Alguien podría decir que amontonar dinero en pocas manos no resta valor a la democracia mientras mantengamos la lógica de una persona, un voto. La cuestión es que las pocas manos que se abren paso para nadar entre montañas de billetes son además dueñas de la tecnología de la información y de toda la comunicación entre personas. ¿A quién podría importar un asuntillo así? Para responder a esta pregunta basta un solo nombre: Jeff Bezos. Los mismísimos Apple y Google —controlador de todo lo que leemos en Internet— parecen insignificantes cuando pensamos en los Estados Unidos de Amazon. Porque Jeff Bezos ha construido un imperio sin precedentes, capaz de convertirlo no solo en el más rico del mundo sino en el más rico de la historia. Quizás también el más poderoso, sin necesitar un solo voto a su favor. ¿Y qué le ha pasado con la covid? Efectivamente, se ha hecho mucho más rico. ¿Y qué ha hecho él con su dinero? Pues una sola cosita: dominar el mundo. Francamente, cada vez importa menos si gana Trump o Biden si al final va a gobernar Bezos de todos modos.

Durante el confinamiento, nuestro amigo Bezos se ocupó de mandar comida a las casas con su excelente sistema de reparto, de entretener a la población con Amazon Prime y de informarla con The Washington Post, que también es suyo. Además, contrató a más de 100.000 repartidores, otorgó subvenciones a pequeñas empresas para que no quebraran (y pudieran seguir vendiendo en Amazon) y priorizó la venta de productos que consideró básicos, sobre otros. Le faltó imprimir moneda, aunque quizás lo haga pronto, ahora que Amazon Bank es una realidad. Lo peor de todo es que a los americanos les encanta Amazon. Ya en 2018 una encuesta de la Universidad de Georgetown revelaba que los estadounidenses confiaban más en Amazon que en la Universidad o el Gobierno. Por lo que a estas alturas es evidente que Bezos ganaría las elecciones si se presentara, claro que él no necesita ser elegido para gobernar. Así de rotunda es su victoria.

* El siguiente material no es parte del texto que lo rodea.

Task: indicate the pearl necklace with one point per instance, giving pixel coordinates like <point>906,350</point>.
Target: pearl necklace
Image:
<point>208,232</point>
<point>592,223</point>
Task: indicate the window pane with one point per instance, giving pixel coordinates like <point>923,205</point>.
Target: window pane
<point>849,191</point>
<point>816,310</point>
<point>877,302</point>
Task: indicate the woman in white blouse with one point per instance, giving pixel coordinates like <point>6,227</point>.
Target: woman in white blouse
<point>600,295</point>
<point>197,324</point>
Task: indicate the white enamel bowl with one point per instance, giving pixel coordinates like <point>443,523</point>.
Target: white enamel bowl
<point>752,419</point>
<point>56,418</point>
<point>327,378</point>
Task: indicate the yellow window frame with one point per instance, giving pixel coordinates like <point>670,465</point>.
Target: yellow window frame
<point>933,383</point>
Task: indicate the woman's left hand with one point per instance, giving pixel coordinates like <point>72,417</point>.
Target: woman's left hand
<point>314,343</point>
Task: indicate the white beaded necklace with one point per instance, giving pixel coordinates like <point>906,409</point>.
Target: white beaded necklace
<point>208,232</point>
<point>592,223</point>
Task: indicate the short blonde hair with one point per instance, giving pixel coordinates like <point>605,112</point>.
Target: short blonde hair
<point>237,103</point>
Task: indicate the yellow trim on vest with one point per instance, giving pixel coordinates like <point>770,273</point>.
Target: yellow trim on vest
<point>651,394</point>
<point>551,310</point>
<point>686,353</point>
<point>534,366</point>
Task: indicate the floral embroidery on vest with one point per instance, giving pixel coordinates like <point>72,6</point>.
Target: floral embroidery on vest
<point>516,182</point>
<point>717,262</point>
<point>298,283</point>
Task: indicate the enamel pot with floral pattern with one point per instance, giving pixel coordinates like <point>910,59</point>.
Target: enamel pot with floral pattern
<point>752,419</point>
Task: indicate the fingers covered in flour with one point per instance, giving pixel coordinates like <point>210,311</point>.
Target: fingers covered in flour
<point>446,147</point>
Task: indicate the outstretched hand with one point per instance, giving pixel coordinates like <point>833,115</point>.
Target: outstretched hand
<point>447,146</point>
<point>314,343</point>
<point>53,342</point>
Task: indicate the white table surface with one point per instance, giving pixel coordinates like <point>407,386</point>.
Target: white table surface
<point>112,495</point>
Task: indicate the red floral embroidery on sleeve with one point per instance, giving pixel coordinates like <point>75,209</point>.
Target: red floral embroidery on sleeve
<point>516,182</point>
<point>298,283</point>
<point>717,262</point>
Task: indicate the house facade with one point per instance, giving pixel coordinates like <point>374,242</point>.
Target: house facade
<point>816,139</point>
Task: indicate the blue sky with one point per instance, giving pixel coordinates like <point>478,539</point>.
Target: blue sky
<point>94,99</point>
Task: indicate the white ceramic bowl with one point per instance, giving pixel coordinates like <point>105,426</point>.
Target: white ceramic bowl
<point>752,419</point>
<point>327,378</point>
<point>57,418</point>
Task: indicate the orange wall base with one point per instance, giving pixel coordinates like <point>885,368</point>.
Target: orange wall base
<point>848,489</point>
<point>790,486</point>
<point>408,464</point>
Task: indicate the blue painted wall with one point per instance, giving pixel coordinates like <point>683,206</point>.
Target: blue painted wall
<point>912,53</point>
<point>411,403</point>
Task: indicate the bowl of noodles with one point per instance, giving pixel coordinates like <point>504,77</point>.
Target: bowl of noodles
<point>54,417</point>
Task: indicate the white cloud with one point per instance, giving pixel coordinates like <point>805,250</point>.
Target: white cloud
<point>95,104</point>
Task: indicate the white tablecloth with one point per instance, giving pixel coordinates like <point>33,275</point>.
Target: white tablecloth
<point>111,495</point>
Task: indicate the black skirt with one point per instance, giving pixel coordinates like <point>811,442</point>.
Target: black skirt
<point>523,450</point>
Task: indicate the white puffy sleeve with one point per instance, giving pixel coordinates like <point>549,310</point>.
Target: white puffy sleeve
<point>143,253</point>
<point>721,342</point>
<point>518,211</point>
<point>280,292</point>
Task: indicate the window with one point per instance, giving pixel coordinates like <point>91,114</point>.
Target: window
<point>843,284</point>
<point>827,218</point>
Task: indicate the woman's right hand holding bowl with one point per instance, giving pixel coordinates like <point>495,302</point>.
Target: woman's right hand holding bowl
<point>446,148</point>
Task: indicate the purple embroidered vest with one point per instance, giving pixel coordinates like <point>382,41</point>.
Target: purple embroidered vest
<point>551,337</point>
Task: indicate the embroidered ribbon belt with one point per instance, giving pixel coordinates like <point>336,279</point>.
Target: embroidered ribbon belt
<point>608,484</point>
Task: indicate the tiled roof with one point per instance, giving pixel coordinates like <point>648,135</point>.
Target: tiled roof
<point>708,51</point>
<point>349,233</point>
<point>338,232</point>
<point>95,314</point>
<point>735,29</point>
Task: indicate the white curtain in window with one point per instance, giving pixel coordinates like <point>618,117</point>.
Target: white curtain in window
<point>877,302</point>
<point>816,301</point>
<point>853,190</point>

Cuando se habla de crisis de la democracia se puede estar hablando de muchas cosas, pero básicamente de un ataque a dos ideas básicas sobre las que se asienta este sistema: igualdad y justicia social. Y con la información que tenemos las preguntas son claras. ¿Ayuda en algo la tecnología a construir la igualdad? No. La tecnología está mal repartida y además es tramposa, vende nuestros datos y no ayuda. ¿Sirve la tecnología para distribuir riqueza? No y mil veces no. La industria de Bezos, a diferencia de otras industrias, no genera riqueza sino cientos de miles de trabajadores mal pagados y pequeños comercios estrangulados. Y no tiene ninguna corrección por parte del mercado, como no la tienen ni Google ni Facebook ni Apple ni tantas otras. Es verdad que Bezos declaró el pasado julio ante el Congreso de Estados de Unidos para ver si había vulnerado las leyes antimonopolio al controlar más de un tercio de todo el comercio online del país. Pero fue como cuando declaró Zuckerberg para ver si había vendido nuestros datos personales para alterar las elecciones. Un trámite.

La periodista Julia Carrie Wong se hacía la siguiente pregunta al comienzo de la pandemia en The Guardian. ¿Podemos tener democracia y Amazon prime al mismo tiempo? Yo digo que no. Y lo sabemos. Lo tenemos tan claro como que los riders no son emprendedores sino falsos autónomos. ¿Y qué hacemos con lo que sabemos? Nos bajamos Glovo y pedimos una hamburguesa de seis o siete euros que nos traerá a casa pedaleando una persona sin contrato y a quien la aplicación fiscaliza hasta las propinas. A veces olvidamos que lo poco que queda de democracia sigue siendo nuestra. Lo que no sabemos es dónde queda ese poco. Quizá en la obligación moral y en el deber político de protestar contra la oligarquía tecnológica.

Nuria Labari es periodista y escritora. Autora de La mejor madre del mundo (Literatura Random House).